Konstin: First of all, the tournament and the Nicaragua FA were top-notch. We stayed in a very nice hotel, and the Nicaraguan people were wonderful and friendly. However, due to the civil unrest in Haiti, it was impossible to prepare adequately. One of the players I selected had just lost his father, who was murdered. As I mentioned earlier, nine of my starters couldn’t make the trip.

We originally planned a 10-day camp to prepare, but we were fortunate just to arrive in Nicaragua 30 minutes before the first game. Arius, Ibrahim, and Otto brought balls and futsal shoes for the players, while Boca and Chery brought the uniforms.
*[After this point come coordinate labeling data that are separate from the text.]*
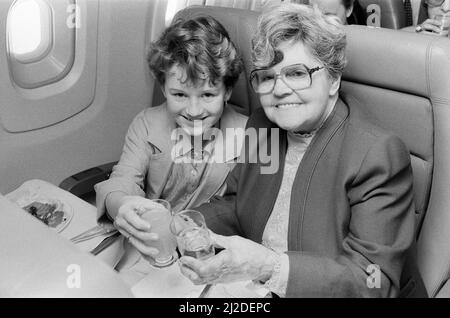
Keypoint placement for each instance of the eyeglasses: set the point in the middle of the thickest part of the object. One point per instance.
(296, 77)
(434, 3)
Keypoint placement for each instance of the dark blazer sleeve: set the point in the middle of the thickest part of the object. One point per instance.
(381, 229)
(220, 212)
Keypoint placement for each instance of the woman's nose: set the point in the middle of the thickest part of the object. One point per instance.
(280, 88)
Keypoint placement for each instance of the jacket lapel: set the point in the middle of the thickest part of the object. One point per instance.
(162, 126)
(226, 150)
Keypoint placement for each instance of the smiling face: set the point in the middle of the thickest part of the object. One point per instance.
(444, 8)
(194, 108)
(301, 110)
(335, 7)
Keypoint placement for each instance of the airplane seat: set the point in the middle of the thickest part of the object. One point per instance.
(240, 25)
(392, 13)
(402, 80)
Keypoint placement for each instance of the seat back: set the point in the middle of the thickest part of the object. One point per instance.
(392, 14)
(403, 80)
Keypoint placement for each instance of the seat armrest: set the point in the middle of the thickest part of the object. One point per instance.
(83, 182)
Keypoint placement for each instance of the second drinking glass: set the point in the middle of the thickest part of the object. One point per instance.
(192, 235)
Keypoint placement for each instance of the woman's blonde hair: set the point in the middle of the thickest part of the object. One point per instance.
(323, 35)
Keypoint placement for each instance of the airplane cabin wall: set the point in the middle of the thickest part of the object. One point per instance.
(94, 135)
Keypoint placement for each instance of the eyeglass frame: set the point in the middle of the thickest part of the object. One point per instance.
(434, 5)
(278, 75)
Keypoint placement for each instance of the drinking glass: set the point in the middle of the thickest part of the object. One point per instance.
(192, 235)
(159, 218)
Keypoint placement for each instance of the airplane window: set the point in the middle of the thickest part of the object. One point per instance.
(29, 30)
(173, 6)
(41, 41)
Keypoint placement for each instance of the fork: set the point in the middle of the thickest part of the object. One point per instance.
(98, 230)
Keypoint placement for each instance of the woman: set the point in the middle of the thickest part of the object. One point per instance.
(429, 9)
(196, 64)
(337, 218)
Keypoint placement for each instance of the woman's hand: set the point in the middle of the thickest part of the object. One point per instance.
(431, 25)
(241, 259)
(130, 224)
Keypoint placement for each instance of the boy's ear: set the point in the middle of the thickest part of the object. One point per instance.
(348, 12)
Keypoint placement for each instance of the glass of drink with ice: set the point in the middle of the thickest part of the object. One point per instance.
(159, 216)
(192, 235)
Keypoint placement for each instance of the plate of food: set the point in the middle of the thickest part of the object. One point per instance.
(55, 213)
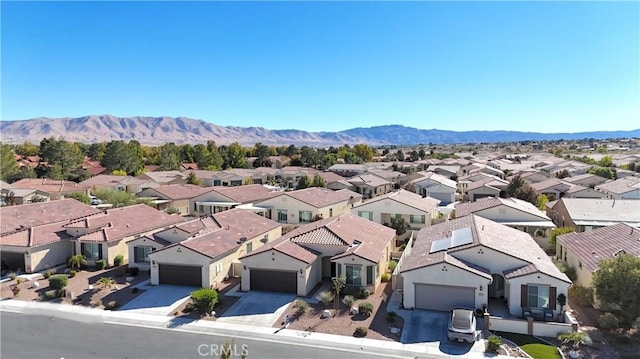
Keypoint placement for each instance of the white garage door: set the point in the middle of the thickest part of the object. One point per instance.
(444, 297)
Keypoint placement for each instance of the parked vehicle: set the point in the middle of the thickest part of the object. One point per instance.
(462, 326)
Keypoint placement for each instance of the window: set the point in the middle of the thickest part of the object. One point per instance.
(538, 296)
(91, 251)
(305, 216)
(416, 219)
(141, 254)
(370, 275)
(365, 214)
(354, 275)
(282, 215)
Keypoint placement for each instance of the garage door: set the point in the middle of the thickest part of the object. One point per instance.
(180, 275)
(444, 297)
(274, 281)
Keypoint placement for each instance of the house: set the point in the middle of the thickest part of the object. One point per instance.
(585, 214)
(57, 189)
(33, 237)
(176, 197)
(417, 211)
(342, 245)
(209, 256)
(370, 186)
(433, 185)
(584, 251)
(306, 205)
(105, 235)
(623, 188)
(470, 260)
(511, 212)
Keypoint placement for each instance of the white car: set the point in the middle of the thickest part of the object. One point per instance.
(462, 326)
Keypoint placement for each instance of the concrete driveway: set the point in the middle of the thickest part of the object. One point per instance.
(430, 328)
(258, 308)
(159, 300)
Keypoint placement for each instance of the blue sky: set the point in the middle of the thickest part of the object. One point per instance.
(328, 66)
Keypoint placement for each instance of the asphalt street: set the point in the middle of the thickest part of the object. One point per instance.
(25, 336)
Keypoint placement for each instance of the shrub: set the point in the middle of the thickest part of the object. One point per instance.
(607, 321)
(391, 317)
(365, 293)
(360, 332)
(118, 260)
(493, 344)
(326, 297)
(365, 308)
(101, 264)
(348, 300)
(204, 300)
(58, 281)
(581, 295)
(301, 306)
(392, 264)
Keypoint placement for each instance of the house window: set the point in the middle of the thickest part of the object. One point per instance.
(91, 251)
(416, 219)
(282, 215)
(354, 275)
(305, 216)
(141, 254)
(538, 296)
(370, 275)
(365, 214)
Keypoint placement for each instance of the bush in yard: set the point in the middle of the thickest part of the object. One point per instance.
(118, 260)
(101, 264)
(58, 281)
(493, 344)
(348, 300)
(365, 308)
(364, 293)
(607, 321)
(204, 300)
(392, 264)
(326, 297)
(360, 332)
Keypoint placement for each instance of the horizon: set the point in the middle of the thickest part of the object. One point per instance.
(537, 67)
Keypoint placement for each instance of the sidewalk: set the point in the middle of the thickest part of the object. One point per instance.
(296, 337)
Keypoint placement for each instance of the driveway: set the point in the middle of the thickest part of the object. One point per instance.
(257, 308)
(159, 300)
(430, 327)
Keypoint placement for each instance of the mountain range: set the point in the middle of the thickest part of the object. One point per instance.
(159, 130)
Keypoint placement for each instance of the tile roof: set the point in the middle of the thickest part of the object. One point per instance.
(601, 243)
(118, 223)
(487, 233)
(37, 214)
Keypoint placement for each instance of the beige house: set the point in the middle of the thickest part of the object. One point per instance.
(105, 235)
(305, 205)
(417, 211)
(209, 255)
(33, 237)
(342, 245)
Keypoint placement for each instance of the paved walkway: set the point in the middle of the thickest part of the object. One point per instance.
(295, 337)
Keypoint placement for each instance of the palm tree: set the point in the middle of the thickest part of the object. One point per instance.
(76, 261)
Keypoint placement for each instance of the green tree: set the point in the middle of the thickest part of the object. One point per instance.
(318, 181)
(304, 182)
(8, 163)
(617, 282)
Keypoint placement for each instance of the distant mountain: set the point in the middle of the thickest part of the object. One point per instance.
(159, 130)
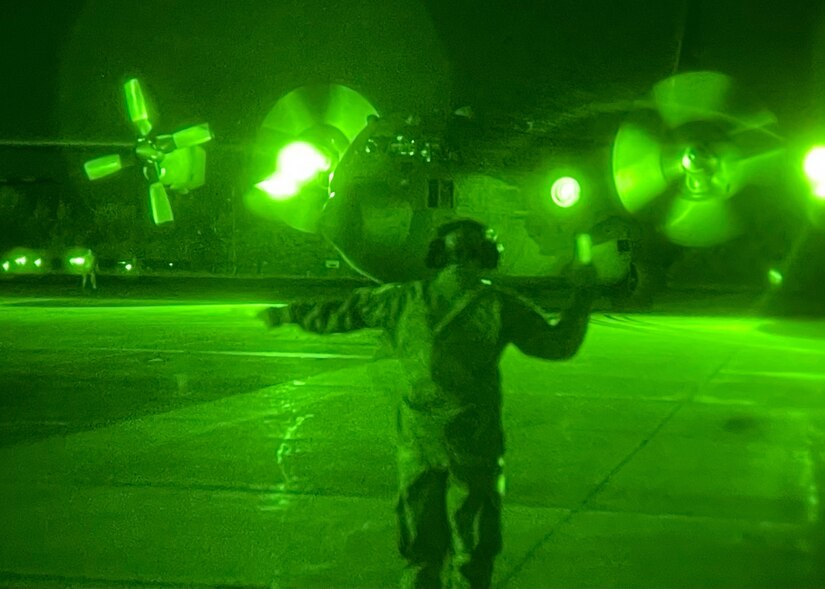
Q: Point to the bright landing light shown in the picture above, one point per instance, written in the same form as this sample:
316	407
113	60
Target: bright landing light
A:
565	192
297	163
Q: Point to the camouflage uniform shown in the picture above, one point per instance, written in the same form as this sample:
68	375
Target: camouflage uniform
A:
450	437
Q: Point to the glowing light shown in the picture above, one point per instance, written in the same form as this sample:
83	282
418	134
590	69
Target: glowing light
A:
297	163
814	167
301	161
775	277
584	248
565	192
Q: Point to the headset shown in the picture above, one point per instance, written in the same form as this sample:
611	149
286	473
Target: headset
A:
460	241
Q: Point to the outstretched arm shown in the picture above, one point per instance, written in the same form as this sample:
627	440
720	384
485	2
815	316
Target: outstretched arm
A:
528	328
365	307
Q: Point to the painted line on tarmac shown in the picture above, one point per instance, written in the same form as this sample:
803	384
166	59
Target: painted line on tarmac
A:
775	374
306	355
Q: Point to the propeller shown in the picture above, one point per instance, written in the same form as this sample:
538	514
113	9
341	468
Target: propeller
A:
305	134
174	160
687	151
It was truly a miracle, and without the help from the US Embassy, HFA staff, the Normalization Committee, our dedicated staff, and our resilient players, this miracle would never have happened.

The bottom line is that nothing is stronger than the human spirit.

FF: What was the experience like for the players upon arriving in Nicaragua?

Konstin: They had tears of joy when I saw them, but their energy did not last very long, as I mentioned before regarding their game against Costa Rica. Against Mexico, we were leading 4-1 in the first half but ultimately lost the game 9-4. Why? For one, we only had 10 players, while the other teams had 14 and were well-prepared. Additionally, our players still hadn’t fully recovered from the lack of rest and proper nutrition.

Interview with Constantine Konstin

Haiti lining up against Costa Rica for their first match in the 2024 Concacaf Futsal Championships – 2024 FIFA World Cup qualifiers

FF: What did you think of their performance in the competition?

Konstin: Did we play great futsal? No. However, I felt that individually, our players were more explosive, technical, and frankly, a lot more entertaining to watch than our opponents. We scored fantastic goals. Considering we assembled the team at the last minute with zero preparation, they held their own and even had some brilliant moments. I have no doubt that if we had the other nine players who couldn’t join us and a 10-day camp to prepare, we would have won our group.

FF: From their experience in the competition, what promise do you feel the country has for future competitions?

Konstin: The Haitian players have great potential, and Haitian futsal could become a powerhouse in CONCACAF with time, investment in infrastructure, and coaching education. I have no doubt that Haiti will return stronger.

FF: Does the Haitian FA intend to continue developing futsal?

Konstin: Absolutely. Recently, they’ve started a 10-team league for both men and women. They plan to initiate a youth league and introduce a futsal program in schools. The Haitian FA is also considering assembling a women’s team to attempt qualification for the inaugural FIFA Futsal World Cup for women, scheduled to be hosted in the Philippines in 2025. Despite all the civil upheaval, Haiti has dedicated and passionate individuals deeply involved in advancing futsal in the country.

FF: What will your continued involvement in Haitian futsal be?

Konstin: Ultimately, my future lies in the hands of General Secretary Patrick Massenat and the FIFA Normalization Committee in deciding my next steps. One thing is certain: both the General Secretary and the NC played crucial roles in ensuring the team made it to Nicaragua. For now, I am here to support and assist in any way I can. Go Team Haiti!